A história de Triagem está intimamente ligada a da própria ferrovia em Bauru. A estação, inicialmente, fazia parte de um ramal, mas foi integrada ao tronco oeste – rota essencial para o transporte de cargas e passageiros desde então.

Por volta dos anos 2000, ocorre a desativação da linha de Triagem no panorama nacional de privatização da malha férrea. . Então, a estação passou a abrigar locomotivas e vagões sucateados da extinta RFFSA.

A história do Entroncamento Ferroviário tem início em 1905, quando a cidade recebeu sua primeira ferrovia: a Estrada de Ferro Sorocabana. Ela ligava Bauru a São Paulo.

Em 1906, a Estrada de Ferro Noroeste do Brasil (Nob) inaugurou seu primeiro trecho (Bauru – Avaí), no prolongamento da Sorocabana. O traçado inicial da Nob ia até um canto do Mato Grosso.

Em 1908, o destino da linha foi alterado para Corumbá, no Mato Grosso do Sul, rumo às fronteiras boliviana e paraguaia. O novo caminho foi herança das bandeiras que rumavam para o Oeste, com a intenção de conquistar territórios desconhecidos.

Em 1910, com a chegada da Companhia Paulista de Estradas de Ferro, Bauru passou a abrigar um dos maiores entroncamentos ferroviários do interior do continente.

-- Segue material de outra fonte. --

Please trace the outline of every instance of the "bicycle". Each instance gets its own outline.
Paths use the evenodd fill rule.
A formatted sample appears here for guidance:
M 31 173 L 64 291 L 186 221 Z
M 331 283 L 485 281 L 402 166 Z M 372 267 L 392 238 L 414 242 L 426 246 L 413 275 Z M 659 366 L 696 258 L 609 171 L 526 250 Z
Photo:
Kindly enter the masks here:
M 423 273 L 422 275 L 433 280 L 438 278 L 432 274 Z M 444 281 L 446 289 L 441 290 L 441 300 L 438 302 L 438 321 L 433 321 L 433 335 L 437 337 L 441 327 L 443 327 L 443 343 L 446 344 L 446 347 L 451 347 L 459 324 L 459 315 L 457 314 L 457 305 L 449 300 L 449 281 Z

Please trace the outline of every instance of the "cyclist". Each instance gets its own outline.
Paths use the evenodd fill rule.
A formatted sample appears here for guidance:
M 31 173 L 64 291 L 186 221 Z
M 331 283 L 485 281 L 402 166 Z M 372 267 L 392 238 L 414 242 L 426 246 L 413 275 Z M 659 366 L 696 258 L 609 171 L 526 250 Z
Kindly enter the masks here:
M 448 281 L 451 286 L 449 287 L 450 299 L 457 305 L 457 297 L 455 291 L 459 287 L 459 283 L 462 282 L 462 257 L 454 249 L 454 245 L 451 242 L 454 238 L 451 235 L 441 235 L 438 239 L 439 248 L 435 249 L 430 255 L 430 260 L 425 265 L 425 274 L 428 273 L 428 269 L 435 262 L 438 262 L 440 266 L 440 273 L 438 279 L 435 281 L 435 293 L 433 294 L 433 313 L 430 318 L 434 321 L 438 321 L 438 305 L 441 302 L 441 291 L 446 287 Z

Já em 1939, com a conclusão da nova e enorme Estação da Noroeste, que englobava também os escritórios da empresa, todos os embarques e desembarques das três ferrovias foram centralizados nessa Estação.

Em 1957, a Nob foi incorporada à Rede Ferroviária S.A. No final de 1995, os trens de passageiros da Noroeste foram extintos. Em 1996, a concessionária Novoeste assumiu a Ferrovia. Depois passou para a ALL e hoje está com a Rumo. 

Os trens de passageiros para Bauru, na antiga linha da Cia. Paulista, chegaram à estação pela última vez em 15 de março de 2001. Em 2010, o prédio da Estação foi adquirido pelo município. Mas permanece sem uso. Enquanto houve trens de passageiros, o complexo da Estação da Noroeste em Bauru foi considerada o maior entroncamento ferroviário do Brasil.

3 comentários em “Por que o trem apita em festa ao passar pelo Mirante Ferroviário em todo 17 de julho?”

  1. Triagem palco de grandes eventos, muitas festas muitos bailes carnaval festa junina era o ponto de encontro de todas os bairros da região que iam festejar na vila de triagem, eu sempre Vivi na vila Cardia e podia apreciar cada momento na vila de triagem, pena que a ferrovia se foi.

  2. Parabéns e obrigada pela excelente matéria, que resgata uma parte de nossa história bauruense.
    Sugestão: promover uma exposição no mês do aniversário da cidade.
    Toda nossa gratidão aos que com lutas e alegrias nos trouxeram até aqui.